You are viewing a plain text version of this content. The canonical link for it is here.
Posted to dev@hbase.apache.org by Andrew Purtell <ap...@apache.org> on 2009/12/08 16:48:07 UTC

transfer in to AWS will be free of charge through June 2010

> Data Transfer into AWS will be free of
charge from now through June 30, 2010, making it even easier for
customers to get their data into AWS. This applies to data transfer
into Amazon EC2, Amazon S3, Amazon SimpleDB, Amazon Relational Database
Service, Amazon Simple Queue Service, and Amazon Virtual Private Cloud.
Other applicable charges for use of these services continue to apply.

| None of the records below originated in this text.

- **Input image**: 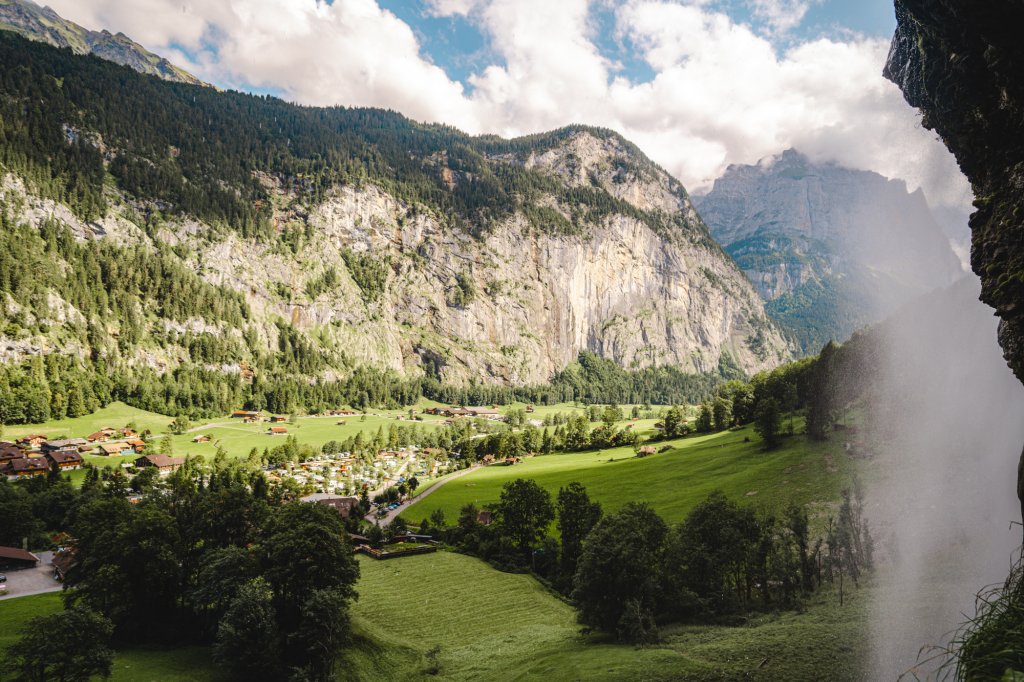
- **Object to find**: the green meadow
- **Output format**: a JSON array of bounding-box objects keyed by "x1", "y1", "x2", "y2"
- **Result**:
[
  {"x1": 0, "y1": 551, "x2": 866, "y2": 681},
  {"x1": 402, "y1": 420, "x2": 855, "y2": 527},
  {"x1": 2, "y1": 400, "x2": 670, "y2": 483},
  {"x1": 341, "y1": 551, "x2": 866, "y2": 681}
]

So it looks like a real world true crawling test will be fine until at least June 30.

I have it on my to do list to get a one command test-and-collect (results) version of my heritrix + mozillahtml parser test into the tree as test/contrib/ec2/crawlertest or something like that. This test does the following:
1) Starts up multiple Heritrix2 instances running long lived crawls -- tries to get up to max write throughput of cluster
2) Runs a CPU intensive mapreduce job that reads crawled content out of HBase, builds an org.w3c.document object tree using MozillaHtmlParser, and stores the (bzip) compressed serialization of the object tree back into HBase.
Object sizes stored to and read out of HBase follow real world size distribution by definition. 

In the past this has revealed many bugs -- the most serious being dead space on heap held by I/O buffers that grew but never released their allocations -- and operational considerations: I hit them all... file descriptors, xcievers, I/O saturation leading to ZK aborts, compaction storms, memstore flush gating, etc. 

See subtasks on HBASE-1961 for details that have to be addressed first to make easy fully scripted full system testing up on EC2 possible.

    - Andy